Feito o sorteio, Cara Dura o primeiro. Em seguida Ezequiel, eu o terceiro, Zé Doido o quarto e por último o Fininho. Alguém ali ia se foder. Zé Doido botou a bala no tambor, girou a roleta e deu a arma ao Cara Dura. As mãos dele tremiam pra caralho. Mas ele disparou, na cara dura. Fez um clic-seco-surdo nos ouvidos dele. De todos nós. "Uma porra! Tô fora!" Fininho arregou. Tinha só dezenove, muito novo, mas o excesso de picos na veia e cachaça Tatuzinho deixaram ele com aquela cara de velho. "Cagão do caralho!" Berrou Zé Doido. Foi expulso da roda e do grupo. O tambor girou novamente. Foia vez de Ezequiel e novamente aquele clic-seco-surdo e um sorrisão nervoso naquela sua cara de finado. "Toma! Tua vez!" Peguei o trabuco mas não tive forças de pressionar o gatilho até o fim. Era pesado e ele chegava até o meio e voltava. Uma, duas, três vezes tentei, na quarta Zé Doido tomou-o de minha mão- Dá aqui, sua bicha! - e tremendo apontou para sua cabeça. Disparou. Nada. Só o silencio e aquele cheiro escroto de morte. Girou o tambor sorrindo e devolveu a arma para mim. Era novembro. Não sei se chovia, mas isso não fazia diferença aquela altura. As estações dentro de nós eram sempre as mesmas: cheia e vazante se alternando. Peguei a arma,decidido. Na hora não se pensa em nada, só em uma vontade imensa de mandar tudo pra casa do caralho. Assim o fiz apertando bem os meus olhos e acionando o gatilho. Dessa vez até o fim. Senti a bala atravessando minha cabeça. Tudo explodindo; tudo acabando. Mas para minha decepção ou alívio, o projétil teimava em permanecer ali dentro. Eu continuava vivo, como os demais. Zé Doido pegou da arma outra vez e apontando para o alto, disparou. Aquela bala que seria para o Fininho fez um rombo medonho no telhado de zinco. Ficamos olhando um tempão para o tamanho do buraco que a bala fizera no telhado. Não sei quanto aos outros, mas aquele rombo no telhado de zinco me ajudou a ver o tamanho do buraco que eu havia cavado em meu peito; o quanto não tínhamos mesmo consciencia da morte. Foi quando decidi parar de vez com aquela porralouquice toda.

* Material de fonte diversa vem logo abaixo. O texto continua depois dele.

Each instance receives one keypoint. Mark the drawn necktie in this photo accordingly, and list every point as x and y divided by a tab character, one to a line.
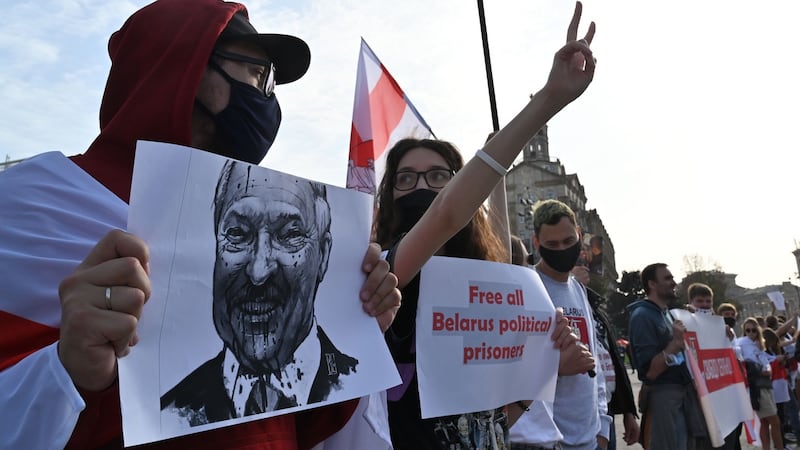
262	398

Hoje, sentado aqui e escrevendo essas linhas no silencio do meu quarto, penso de verdade o quanto a vida é irônica. Depois daquela noite suicida fracassada, cada um de nós tomou um rumo diferente na vida: Ezequiel virou pastor de Igreja. Zé Doido e Cara Dura entraram pro tráfico. Fininho morreu atropelado na rodovia três-um-nove (um mês depois daquele episódio da roleta). Quanto a mim, vim para Manaus e aqui descobri que a pena fazia algum sentido e decidi seguir vivendo. Girando agora uma outra roleta.